Is Integral is considered defined even when one method gives defined results and other undefined results
In the $\frac{0}{0}$ case, we can apply L'Hôpital's rule to obtain $$lim_{t\to 0}\frac{e^{tB}-e^{tA}}{t}=lim_{t\to 0}\frac{Be^{tB}-Ae^{tA}}{1}=B-A$$ so the two results agree. If we integral a continuous function of two variables with respect to one variable, the result should be a continuous function of the other.

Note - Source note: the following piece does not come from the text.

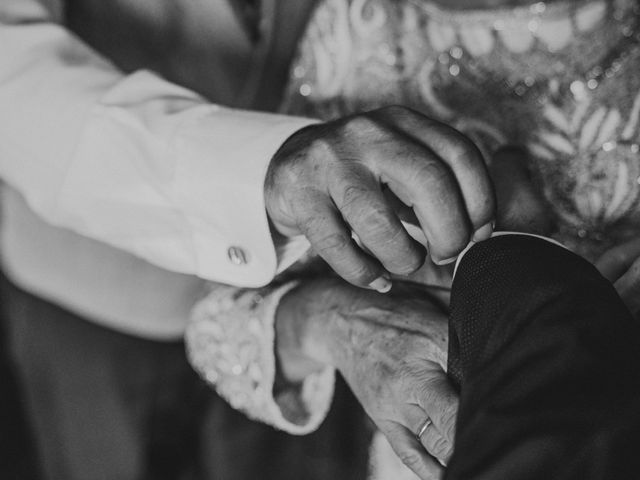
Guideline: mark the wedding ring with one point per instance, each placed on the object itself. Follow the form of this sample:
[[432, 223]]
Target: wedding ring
[[423, 428]]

In general, if $F(t)=\int_a^b f(t,x)dx$, we would define, for fixed $t_0$, $F(t_0)=\int_a^b f(t_0,x)dx$ rather than evaluating for general $t$ and then setting $t=t_0$. But assuming $f$ is sufficiently nice, them the two will agree so long as we take limits
You are using the formula $\int e^{tx}\, dx = \frac{e^{tx}}{t} + C$, but this rule is not valid when $t=0$. You should actually use
$$\int e^{tx}\, dx = \begin{cases} \frac{e^{tx}}{t} + C &\text{ if } t \neq 0 \\ x + C &\text{ if } t = 0.\\ \end{cases}$$
Then the two results are the same. In general, when you use a formula involving a division be aware that the formula will not be valid when the denominator is $0$. This is often an unstated assumption, so you should check if both sides a given equation are undefined or not in that case.